Po 2 latach odzyskali łączność z satelitą
Po dwóch latach NASA udało się ponownie nawiązać kontakt z jednym z dwóch satelitów Solar Terrestrial Relations Observatories. Łączność ze STEREO-B została przerwana 1 października 2014 roku. Niedawno, 21 sierpnia, satelita znowu się odezwał.
Bliźniacze satelity STEREO trafiły w przestrzeń kosmiczną w 2006 roku. Ich zadaniem jest badanie koronalnych wyrzutów masy. Satelity zaprojektowały tak, by łączyły się z Ziemią codziennie, a jeśli nie nawiążą kontaktu przez 72 godziny, miały wykonać automatyczny reset.
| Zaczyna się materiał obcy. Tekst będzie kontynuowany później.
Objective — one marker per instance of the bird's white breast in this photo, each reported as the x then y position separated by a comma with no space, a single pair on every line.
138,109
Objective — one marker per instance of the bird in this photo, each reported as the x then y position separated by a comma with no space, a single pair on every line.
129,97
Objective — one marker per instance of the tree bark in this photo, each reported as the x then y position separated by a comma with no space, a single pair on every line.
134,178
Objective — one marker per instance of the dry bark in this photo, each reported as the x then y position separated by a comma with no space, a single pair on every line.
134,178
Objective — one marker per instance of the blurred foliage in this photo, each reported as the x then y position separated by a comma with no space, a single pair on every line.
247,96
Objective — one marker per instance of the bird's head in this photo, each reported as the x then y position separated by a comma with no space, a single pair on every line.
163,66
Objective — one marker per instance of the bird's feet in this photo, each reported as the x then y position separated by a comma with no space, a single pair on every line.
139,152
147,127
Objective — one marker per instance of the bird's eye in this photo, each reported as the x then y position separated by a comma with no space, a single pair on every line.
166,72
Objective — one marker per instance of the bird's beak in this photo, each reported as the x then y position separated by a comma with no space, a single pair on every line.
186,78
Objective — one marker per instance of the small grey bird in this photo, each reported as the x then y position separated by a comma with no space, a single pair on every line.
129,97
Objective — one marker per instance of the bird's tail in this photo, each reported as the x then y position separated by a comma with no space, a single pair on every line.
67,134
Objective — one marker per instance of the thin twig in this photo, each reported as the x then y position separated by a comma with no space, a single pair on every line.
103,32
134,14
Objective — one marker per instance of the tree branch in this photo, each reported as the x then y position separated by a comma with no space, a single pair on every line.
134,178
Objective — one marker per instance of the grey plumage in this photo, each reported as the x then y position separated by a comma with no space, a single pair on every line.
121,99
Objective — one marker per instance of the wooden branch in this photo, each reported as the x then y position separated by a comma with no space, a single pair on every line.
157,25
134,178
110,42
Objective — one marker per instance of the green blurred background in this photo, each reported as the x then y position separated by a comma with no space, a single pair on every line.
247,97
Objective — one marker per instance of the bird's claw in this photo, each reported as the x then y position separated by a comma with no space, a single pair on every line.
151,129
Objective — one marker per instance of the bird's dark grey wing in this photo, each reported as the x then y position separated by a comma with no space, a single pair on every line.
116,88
Zaplanowana na dwa lata misja została przedłużona, a to oznaczało, że w pewnym momencie satelity znajdą się po przeciwnej do Ziemi stronie Słońca i przez trzy miesiące nie będą mogły nawiązać z nami kontaktu. Wspomnianego już 1 października 2014 roku operatorzy satelitów prowadzili testy, które miały przygotować oba pojazdy na brak łączności z Ziemią, gdy niespodziewanie STEREO-B zamilkł. Specjaliści uważają, że satelita przypadkowo wprowadził się w ruch obrotowy. Jego antena nie była skierowana w stronę Ziemi, a panele słoneczne w stronę Słońca, akumulatory nie były więc nieprzerwanie ładowane. Od czasu utraty łączności nasłuchiwano za pomocą Deep Space Network w nadziei, że STEREO-B się odezwie. W końcu odebrano długo oczekiwany sygnał. Teraz inżynierowie NASA spróbują zdiagnozować przyczyny problemu, odzyskać kontrolę nad satelitą, a gdy to się uda, przeprowadzić niezbędne testy i ocenić stan wszystkich urządzeń.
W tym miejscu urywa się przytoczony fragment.